Aegean losses reveal impact of Covid-19 on aviation sector
Aegean has seen revenue slump 88 per cent in the second quarter, highlighting the stark impact of the coronavirus pandemic on the aviation sector.
Consolidated revenue for the second quarter stood at just €40 million, down €307 million from the same period last year.
Pre-tax losses (excluding extraordinary losses) stood at €59 million, against a pre-tax profit of €32 million in the respective 2019 period.
The total number of flights operated by the Greek airline fell by 82 per cent in the quarter (with a reduction of 95 and 92 per cent for the months of April and May respectively), while passenger traffic fell 92 per cent.
As a result of the second quarter losses, overall first half 2020 consolidated revenue fell by 64 per cent to €187 million, while underlying pre-tax losses stood at €132 million.
Dimitris Gerogiannis, chief executive of Aegean, commented: “The last seven months have been a constant strife for flexibility, resilience and efforts to develop our viability forward in what is certainly the most difficult period the global airline industry has ever faced.
“Due to travel restrictions the second quarter of the year was a period with essentially zero activity.
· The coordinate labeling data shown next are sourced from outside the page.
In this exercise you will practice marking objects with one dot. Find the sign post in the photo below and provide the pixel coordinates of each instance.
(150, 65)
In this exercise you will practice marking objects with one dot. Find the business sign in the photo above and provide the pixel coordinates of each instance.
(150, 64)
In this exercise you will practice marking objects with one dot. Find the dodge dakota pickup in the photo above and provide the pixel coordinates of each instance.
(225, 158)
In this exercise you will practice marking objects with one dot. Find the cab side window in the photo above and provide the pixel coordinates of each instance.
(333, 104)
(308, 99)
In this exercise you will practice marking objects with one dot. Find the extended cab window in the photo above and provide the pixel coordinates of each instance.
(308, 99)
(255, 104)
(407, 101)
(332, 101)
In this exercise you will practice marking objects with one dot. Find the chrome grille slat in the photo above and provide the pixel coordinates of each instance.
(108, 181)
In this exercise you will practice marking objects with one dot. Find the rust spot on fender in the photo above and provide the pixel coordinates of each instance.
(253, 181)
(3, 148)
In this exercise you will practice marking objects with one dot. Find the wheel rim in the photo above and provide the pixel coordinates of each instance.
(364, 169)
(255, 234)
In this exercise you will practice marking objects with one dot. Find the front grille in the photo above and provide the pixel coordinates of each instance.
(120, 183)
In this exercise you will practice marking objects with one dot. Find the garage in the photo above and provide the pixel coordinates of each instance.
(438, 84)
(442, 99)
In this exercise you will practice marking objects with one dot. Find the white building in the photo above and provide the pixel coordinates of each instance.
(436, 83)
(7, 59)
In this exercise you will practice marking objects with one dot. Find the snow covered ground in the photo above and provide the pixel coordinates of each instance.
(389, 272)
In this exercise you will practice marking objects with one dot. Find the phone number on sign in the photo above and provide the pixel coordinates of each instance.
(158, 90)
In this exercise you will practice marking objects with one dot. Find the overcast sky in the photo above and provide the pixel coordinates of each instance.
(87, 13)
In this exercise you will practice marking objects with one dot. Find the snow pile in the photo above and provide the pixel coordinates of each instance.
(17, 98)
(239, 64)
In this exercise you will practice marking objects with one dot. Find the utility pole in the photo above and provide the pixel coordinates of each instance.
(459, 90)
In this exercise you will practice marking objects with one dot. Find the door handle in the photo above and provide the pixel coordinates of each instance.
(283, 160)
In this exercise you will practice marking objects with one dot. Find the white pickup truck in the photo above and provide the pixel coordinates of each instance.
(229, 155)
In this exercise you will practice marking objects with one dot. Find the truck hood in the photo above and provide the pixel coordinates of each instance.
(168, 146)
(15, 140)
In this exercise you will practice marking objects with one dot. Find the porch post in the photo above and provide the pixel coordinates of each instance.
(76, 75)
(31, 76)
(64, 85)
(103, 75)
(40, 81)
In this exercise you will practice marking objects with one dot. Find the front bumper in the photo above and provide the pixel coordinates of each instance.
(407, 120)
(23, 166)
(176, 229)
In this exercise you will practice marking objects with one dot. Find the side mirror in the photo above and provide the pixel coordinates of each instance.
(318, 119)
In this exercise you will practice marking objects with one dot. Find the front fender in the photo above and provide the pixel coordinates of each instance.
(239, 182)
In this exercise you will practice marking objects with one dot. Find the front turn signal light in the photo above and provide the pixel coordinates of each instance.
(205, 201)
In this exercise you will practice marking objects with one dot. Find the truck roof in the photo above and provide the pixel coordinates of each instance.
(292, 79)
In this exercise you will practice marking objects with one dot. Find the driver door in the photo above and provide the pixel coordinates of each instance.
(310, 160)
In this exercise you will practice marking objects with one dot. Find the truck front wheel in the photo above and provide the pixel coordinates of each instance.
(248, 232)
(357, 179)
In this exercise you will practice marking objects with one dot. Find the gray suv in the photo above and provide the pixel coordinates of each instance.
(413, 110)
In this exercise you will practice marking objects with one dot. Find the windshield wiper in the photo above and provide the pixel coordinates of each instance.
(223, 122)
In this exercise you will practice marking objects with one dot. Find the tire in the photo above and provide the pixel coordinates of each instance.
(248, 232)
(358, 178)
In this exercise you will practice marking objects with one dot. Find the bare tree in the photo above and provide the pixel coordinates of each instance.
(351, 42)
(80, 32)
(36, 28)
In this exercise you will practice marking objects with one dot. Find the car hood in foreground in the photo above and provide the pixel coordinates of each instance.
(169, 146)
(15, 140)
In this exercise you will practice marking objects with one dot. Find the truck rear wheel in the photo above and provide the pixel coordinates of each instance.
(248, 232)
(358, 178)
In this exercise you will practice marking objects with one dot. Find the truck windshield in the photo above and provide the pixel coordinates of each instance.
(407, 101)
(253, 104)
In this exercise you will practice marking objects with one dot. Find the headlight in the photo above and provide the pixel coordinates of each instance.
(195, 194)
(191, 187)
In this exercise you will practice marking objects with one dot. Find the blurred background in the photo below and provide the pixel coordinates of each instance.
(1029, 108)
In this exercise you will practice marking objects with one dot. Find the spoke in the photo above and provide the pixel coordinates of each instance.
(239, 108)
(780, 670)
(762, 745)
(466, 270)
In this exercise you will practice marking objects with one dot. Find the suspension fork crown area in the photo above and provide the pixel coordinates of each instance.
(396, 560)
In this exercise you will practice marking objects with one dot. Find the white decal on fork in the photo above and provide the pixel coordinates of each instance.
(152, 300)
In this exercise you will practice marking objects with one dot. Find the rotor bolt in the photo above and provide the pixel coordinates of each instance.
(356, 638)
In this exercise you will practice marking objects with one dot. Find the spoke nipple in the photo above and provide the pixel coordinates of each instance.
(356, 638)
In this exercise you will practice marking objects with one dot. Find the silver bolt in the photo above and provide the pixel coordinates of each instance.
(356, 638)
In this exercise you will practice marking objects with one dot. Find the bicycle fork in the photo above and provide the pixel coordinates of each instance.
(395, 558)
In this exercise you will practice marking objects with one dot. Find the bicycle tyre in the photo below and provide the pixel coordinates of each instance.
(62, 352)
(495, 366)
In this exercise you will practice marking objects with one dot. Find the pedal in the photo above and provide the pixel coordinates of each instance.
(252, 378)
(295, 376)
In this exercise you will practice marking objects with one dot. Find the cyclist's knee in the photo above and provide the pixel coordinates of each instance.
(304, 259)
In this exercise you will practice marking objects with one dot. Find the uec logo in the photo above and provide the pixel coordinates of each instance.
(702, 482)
“Our efforts were primarily directed towards cost management as well as establishing and implementing strict protocols for the safety of our passengers and crews.”
He added: “By end of June with the passing of the first wave of the pandemic and the partial lifting of travel restrictions, we made a significant effort to rebuild our activity, eventually covering 84 destinations from Athens and 52 from our regional bases, supporting Greek tourism.
“However, several markets, outside and within the EU remained inaccessible while demand for travel even from accessible countries was weak, despite Greece’s strong relative attractiveness and performance.”